# CITS4402 Project: Histograms of Oriented Gradients for Human Detection
#### By Franco Meng (23370209), Laine Mulvay (22708032)
**Date: 08-May-2025**

## Phase 1: Dataset Collection

### Human Data 

The human image data were downloaded from the Pedestrian Attribute Recognition at Far Distance (PETA) dataset. PETA stands for PEdesTrian Attribute dataset. For both training and testing, the human images were extracted from two folders in this dataset: PRID and MIT.

The images are currently sized at 64 × 128 px, which is ideal for training and is the required input size for the project. The Python function used to load the images also includes a resizing step to ensure that any raw images with different dimensions are resized to 64 × 128 px.
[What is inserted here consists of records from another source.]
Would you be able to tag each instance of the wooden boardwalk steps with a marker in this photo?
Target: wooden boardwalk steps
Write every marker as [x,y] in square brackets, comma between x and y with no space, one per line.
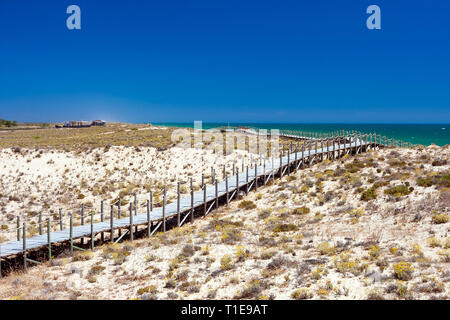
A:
[202,201]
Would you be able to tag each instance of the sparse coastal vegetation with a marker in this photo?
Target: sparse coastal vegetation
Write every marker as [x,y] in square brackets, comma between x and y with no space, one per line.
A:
[371,226]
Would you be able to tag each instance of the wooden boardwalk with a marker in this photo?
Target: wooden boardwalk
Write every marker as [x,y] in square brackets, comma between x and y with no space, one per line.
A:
[199,203]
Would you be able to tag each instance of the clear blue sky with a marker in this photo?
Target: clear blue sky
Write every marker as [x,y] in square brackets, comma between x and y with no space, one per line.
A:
[225,60]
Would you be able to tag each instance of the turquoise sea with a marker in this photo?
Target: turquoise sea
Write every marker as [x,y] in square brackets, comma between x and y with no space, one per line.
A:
[424,134]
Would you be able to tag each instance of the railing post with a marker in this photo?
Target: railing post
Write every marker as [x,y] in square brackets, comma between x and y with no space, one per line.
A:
[119,215]
[204,200]
[226,188]
[82,221]
[40,224]
[71,232]
[246,181]
[178,204]
[135,210]
[151,207]
[217,194]
[102,219]
[256,177]
[289,161]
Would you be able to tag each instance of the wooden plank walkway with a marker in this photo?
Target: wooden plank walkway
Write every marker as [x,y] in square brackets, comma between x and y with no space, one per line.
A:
[204,200]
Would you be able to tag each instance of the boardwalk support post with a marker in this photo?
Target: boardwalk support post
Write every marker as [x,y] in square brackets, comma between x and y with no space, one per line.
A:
[92,231]
[111,221]
[178,204]
[102,219]
[24,246]
[164,210]
[148,219]
[192,201]
[131,222]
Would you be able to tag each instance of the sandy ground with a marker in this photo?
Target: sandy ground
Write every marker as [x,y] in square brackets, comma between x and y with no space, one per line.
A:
[372,228]
[34,182]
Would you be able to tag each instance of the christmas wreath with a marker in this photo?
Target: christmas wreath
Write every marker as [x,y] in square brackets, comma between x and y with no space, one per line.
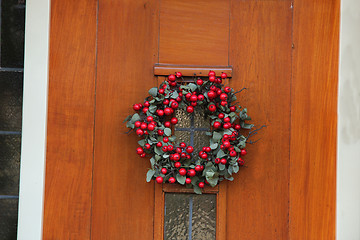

The selected human images for both training and testing include all viewing directions (e.g., front, back, side, etc.). The PRID dataset contains multiple frames of the same individual, denoted as xxxx_a, xxxx_b, etc. To increase the variability of the training dataset, we aim to avoid including two images of the same person captured from different perspectives. The images from MIT are located in the JPG folder, while PRID images are in PNG format.

## Phase 2: Feature Extraction and Model Training

The HOG feature extraction function was developed from scratch, rather than using prebuilt functions such as cv2.HOGDescriptor or skimage.feature.hog. This was done to demonstrate a full understanding of every step in the HOG pipeline and to provide flexibility for hyperparameter tuning and ablation studies. For example, cv2.HOGDescriptor does not allow users to modify the filter used for gradient computation, limiting experimentation with different smoothing techniques.

Our custom function has the following signature:

compute_hog(image, cell_size=8, block_size=16, num_bins=9, block_stride=1, filter_="default", angle_=180)

Parameters:

- __image__: A grayscale image of size 64 × 128 px. This resizing is handled by the load_image function.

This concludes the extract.